Chloroplast Import Signals: The Length Requirement for Translocation In Vitro and In Vivo

Protein translocation of cytosolically synthesized proteins requires signals for both targeting of precursor proteins to the surface of the respective compartment and their transfer across its membrane. In contrast to signals for peroxisomal and endoplasmic reticulum translocation, the signals for mitochondrial and chloroplast transport are less well defined with respect to length and amino acid requirements. To study the properties of signals required for translocation into chloroplasts in vitro and in vivo, we used fusion proteins composed of transit peptides and the Ig-like module of the muscle protein titin as passenger. We observed that about 60 amino acids—longer than the transit peptide length of many experimentally confirmed chloroplast proteins—are required for efficient translocation.
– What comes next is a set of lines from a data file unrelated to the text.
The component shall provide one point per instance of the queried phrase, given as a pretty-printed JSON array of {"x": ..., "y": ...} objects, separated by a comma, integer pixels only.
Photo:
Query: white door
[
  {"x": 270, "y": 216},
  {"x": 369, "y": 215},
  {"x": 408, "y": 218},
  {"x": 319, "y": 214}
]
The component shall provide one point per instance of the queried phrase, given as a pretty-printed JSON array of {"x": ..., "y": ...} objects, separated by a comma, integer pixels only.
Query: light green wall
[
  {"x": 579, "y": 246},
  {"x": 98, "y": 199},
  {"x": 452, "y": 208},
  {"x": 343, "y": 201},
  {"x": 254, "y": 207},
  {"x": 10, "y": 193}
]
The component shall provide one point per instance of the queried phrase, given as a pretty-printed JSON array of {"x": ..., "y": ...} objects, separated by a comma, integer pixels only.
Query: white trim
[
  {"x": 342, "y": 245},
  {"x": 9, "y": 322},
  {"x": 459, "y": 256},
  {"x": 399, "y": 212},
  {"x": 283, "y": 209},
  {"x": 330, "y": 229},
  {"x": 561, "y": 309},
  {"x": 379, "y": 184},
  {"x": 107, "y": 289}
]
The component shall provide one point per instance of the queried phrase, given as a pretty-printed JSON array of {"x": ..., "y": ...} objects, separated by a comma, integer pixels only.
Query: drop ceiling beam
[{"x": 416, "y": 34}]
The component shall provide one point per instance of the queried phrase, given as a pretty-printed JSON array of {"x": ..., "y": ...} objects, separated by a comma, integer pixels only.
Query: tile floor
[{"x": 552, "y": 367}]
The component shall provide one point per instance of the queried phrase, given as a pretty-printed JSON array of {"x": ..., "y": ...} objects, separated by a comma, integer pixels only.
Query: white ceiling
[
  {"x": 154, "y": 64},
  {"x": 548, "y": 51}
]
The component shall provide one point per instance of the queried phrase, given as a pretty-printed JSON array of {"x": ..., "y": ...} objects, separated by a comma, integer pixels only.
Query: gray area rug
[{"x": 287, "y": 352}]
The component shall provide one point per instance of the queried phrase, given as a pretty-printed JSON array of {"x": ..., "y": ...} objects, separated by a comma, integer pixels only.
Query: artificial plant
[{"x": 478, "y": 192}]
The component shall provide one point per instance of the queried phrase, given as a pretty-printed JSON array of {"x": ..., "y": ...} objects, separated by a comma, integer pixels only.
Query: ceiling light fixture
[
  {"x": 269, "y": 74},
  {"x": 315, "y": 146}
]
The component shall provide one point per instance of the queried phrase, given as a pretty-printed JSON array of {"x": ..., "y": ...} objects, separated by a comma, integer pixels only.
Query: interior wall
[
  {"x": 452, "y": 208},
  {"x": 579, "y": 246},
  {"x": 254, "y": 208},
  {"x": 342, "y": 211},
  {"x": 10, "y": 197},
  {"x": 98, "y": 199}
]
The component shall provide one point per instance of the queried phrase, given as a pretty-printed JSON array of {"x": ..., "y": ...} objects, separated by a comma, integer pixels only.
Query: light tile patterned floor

However, within native chloroplast precursor proteins with transit peptides shorter than 60 amino acids, extension appears to be present as they are efficiently imported into organelles. In addition, the interaction of an unfolded polypeptide stretch of 60 or more amino acids with receptors at the chloroplast surface results in the unidirectionality of protein translocation into chloroplasts even in the presence of a competing C-terminal peroxisomal targeting signal. These findings prove the existing ideas that initial targeting is defined by the N-terminal signal and that the C-terminal signal is sensed only subsequently.